Underground Power Lines: The Florida Public Service Commission is moving forward with its plan to fund a greater number of underground power lines, implementing a law passed by the legislature following Hurricanes Michael, Irma, and Hermine. The commission last week overcame objections from the state Office of Public Counsel and others that a change in the funding formula would allow for “double recovery” and “inflated” costs being passed along to consumers. Although utilities will file 10-year plans on such storm protection, they’ll file annually for approval to charge customers for those projects. Past projects have been funded through base electric rates, which are set for a number of years.
FEMA Contracting Accountability: The U.S. Senate has passed the Federal Advance Contracts Enhancement Act (FACE), sponsored by Florida Senator Marco Rubio. The bill would require FEMA to follow recommendations from the U.S. Government Accountability Office (GAO) on advance contracts to “ensure that federal preparedness actions are coordinated to prevent gaps in recovery efforts from occurring.” FEMA relied heavily on advance contracts to quickly mobilize resources to affected areas in the aftermath of Hurricanes Harvey, Irma, Michael, and Maria, as well as the 2017 California wildfires. GAO reviewed the program afterward and made nine recommendations to improve contract handling. The bill now goes to the U.S. House.

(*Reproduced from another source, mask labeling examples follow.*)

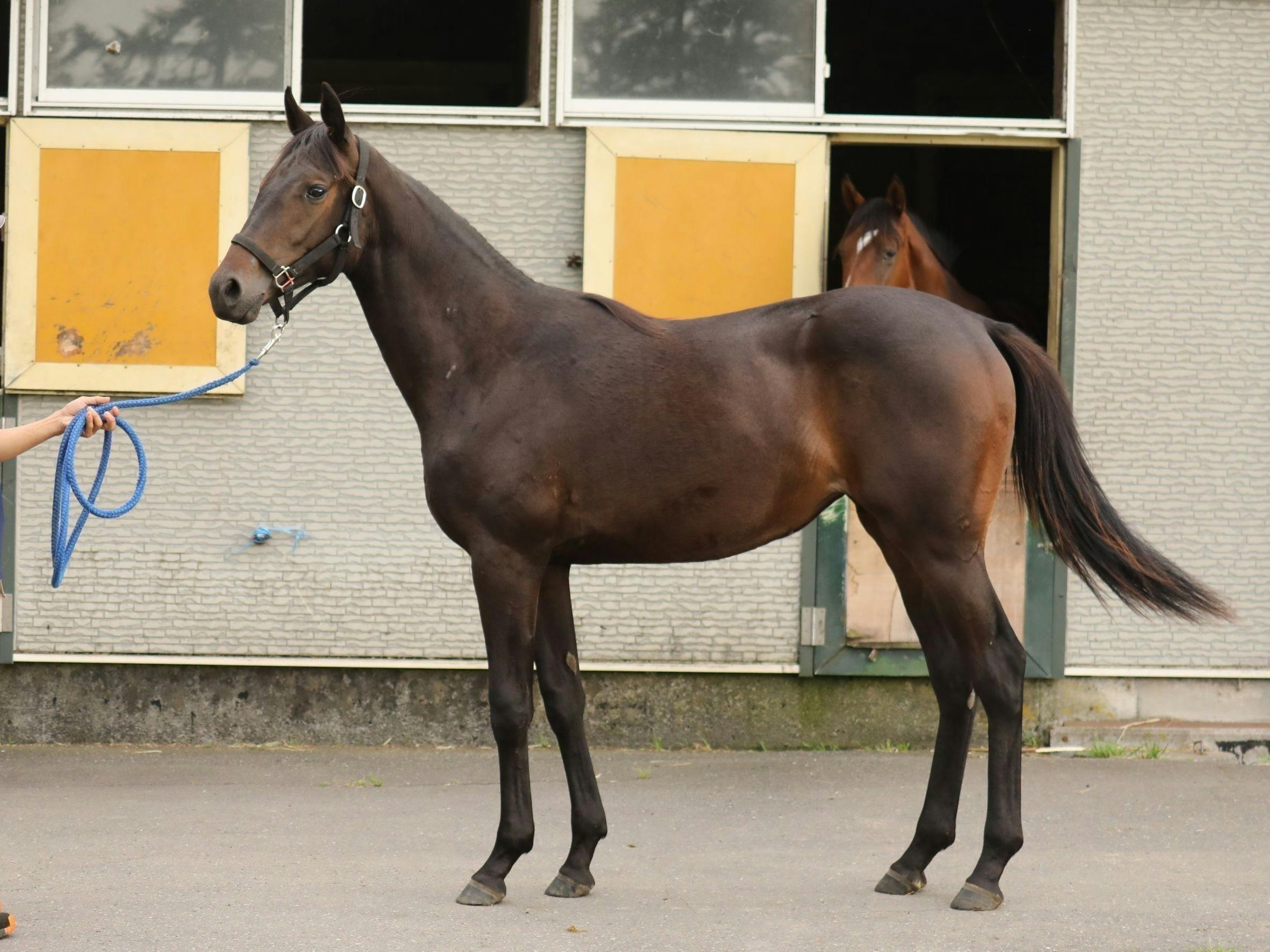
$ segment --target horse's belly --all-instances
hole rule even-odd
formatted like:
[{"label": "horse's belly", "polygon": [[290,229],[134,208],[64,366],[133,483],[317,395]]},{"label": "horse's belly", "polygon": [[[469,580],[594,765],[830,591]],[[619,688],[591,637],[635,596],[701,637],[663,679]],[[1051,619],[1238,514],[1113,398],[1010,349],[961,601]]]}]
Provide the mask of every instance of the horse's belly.
[{"label": "horse's belly", "polygon": [[588,520],[559,545],[561,562],[702,562],[748,552],[809,523],[841,493],[806,485],[771,495],[693,493],[654,506]]}]

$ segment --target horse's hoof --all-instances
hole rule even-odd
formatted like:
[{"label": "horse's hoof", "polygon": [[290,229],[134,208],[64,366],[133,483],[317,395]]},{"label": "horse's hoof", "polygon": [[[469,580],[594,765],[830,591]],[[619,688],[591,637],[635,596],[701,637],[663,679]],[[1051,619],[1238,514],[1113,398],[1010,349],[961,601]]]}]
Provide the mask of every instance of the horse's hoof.
[{"label": "horse's hoof", "polygon": [[999,892],[991,892],[983,889],[983,886],[966,882],[961,887],[961,891],[956,894],[956,899],[952,900],[952,908],[966,913],[991,913],[1005,902],[1005,900],[1006,897]]},{"label": "horse's hoof", "polygon": [[911,880],[892,867],[878,880],[874,892],[885,892],[888,896],[911,896],[914,892],[921,892],[925,887],[926,873],[919,872],[916,880]]},{"label": "horse's hoof", "polygon": [[491,886],[486,886],[484,882],[471,880],[464,886],[464,891],[458,894],[458,899],[455,901],[465,906],[493,906],[502,902],[505,895],[505,890],[499,891]]},{"label": "horse's hoof", "polygon": [[564,873],[556,873],[556,877],[551,880],[551,885],[547,886],[546,895],[555,896],[556,899],[580,899],[588,892],[591,892],[591,886],[578,882]]}]

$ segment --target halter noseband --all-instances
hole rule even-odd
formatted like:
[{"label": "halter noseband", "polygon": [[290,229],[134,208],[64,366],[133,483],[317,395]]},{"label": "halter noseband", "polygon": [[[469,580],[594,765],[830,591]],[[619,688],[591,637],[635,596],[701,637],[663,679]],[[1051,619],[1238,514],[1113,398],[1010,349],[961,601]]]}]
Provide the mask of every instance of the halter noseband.
[{"label": "halter noseband", "polygon": [[[310,292],[330,284],[339,277],[339,273],[344,269],[344,259],[348,256],[348,246],[362,246],[362,236],[357,227],[357,220],[361,216],[362,208],[366,206],[366,166],[370,164],[371,150],[367,149],[362,143],[362,140],[357,136],[354,136],[353,140],[357,142],[357,180],[353,184],[353,192],[348,197],[348,208],[344,212],[344,218],[335,226],[335,231],[330,235],[330,237],[310,250],[295,264],[278,264],[273,260],[268,251],[243,232],[239,232],[230,239],[232,244],[245,248],[260,264],[264,265],[264,269],[273,275],[273,283],[277,286],[278,291],[282,292],[276,298],[269,301],[269,307],[273,308],[274,315],[274,339],[277,339],[277,336],[282,333],[282,329],[287,326],[287,321],[291,320],[292,307],[304,301]],[[300,275],[306,268],[309,268],[319,258],[328,254],[331,249],[337,250],[335,265],[323,277],[306,282],[297,292],[296,281]]]}]

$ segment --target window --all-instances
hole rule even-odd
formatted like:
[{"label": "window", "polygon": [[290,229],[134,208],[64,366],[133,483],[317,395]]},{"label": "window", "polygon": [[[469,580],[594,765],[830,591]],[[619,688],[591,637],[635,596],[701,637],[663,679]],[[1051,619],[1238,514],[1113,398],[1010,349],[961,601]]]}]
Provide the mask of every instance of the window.
[{"label": "window", "polygon": [[570,94],[612,113],[815,114],[815,0],[574,0]]},{"label": "window", "polygon": [[560,3],[565,123],[1071,131],[1071,0]]},{"label": "window", "polygon": [[363,119],[545,121],[550,0],[29,4],[37,114],[277,114],[326,81]]},{"label": "window", "polygon": [[[474,4],[306,0],[301,93],[345,108],[540,105],[542,0]],[[391,23],[390,30],[367,24]]]},{"label": "window", "polygon": [[1049,119],[1054,0],[831,3],[831,114]]},{"label": "window", "polygon": [[0,3],[0,113],[11,113],[18,90],[18,0]]},{"label": "window", "polygon": [[46,0],[39,102],[277,109],[286,0]]}]

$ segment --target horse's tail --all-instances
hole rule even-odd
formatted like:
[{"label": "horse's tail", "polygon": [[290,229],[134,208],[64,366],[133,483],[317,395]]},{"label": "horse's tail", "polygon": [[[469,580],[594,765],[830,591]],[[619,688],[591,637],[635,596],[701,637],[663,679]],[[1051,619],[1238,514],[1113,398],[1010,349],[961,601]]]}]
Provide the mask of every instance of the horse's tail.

Florida’s Building Code & Rising Sea Levels: The Florida Building Commission is reviewing a summer report it commissioned that among other things, recommends changing the state building code to elevate new coastal structures another foot to counter sea level rise. The Florida International University study also recommends a region-specific sea level rise curve updated every 5 years and requiring state review of groundwater maps before allowing septic tank installation due to recent failures from rising groundwater. Elevating a single foot could reduce annual flood insurance premiums 17%. A second foot could cut 37% off a premium. Homebuilders say the extra cost involved would hurt affordable housing efforts; advocates say the insurance savings would eventually pay for it. The last change to the state building code three years ago required new structures be elevated an additional foot.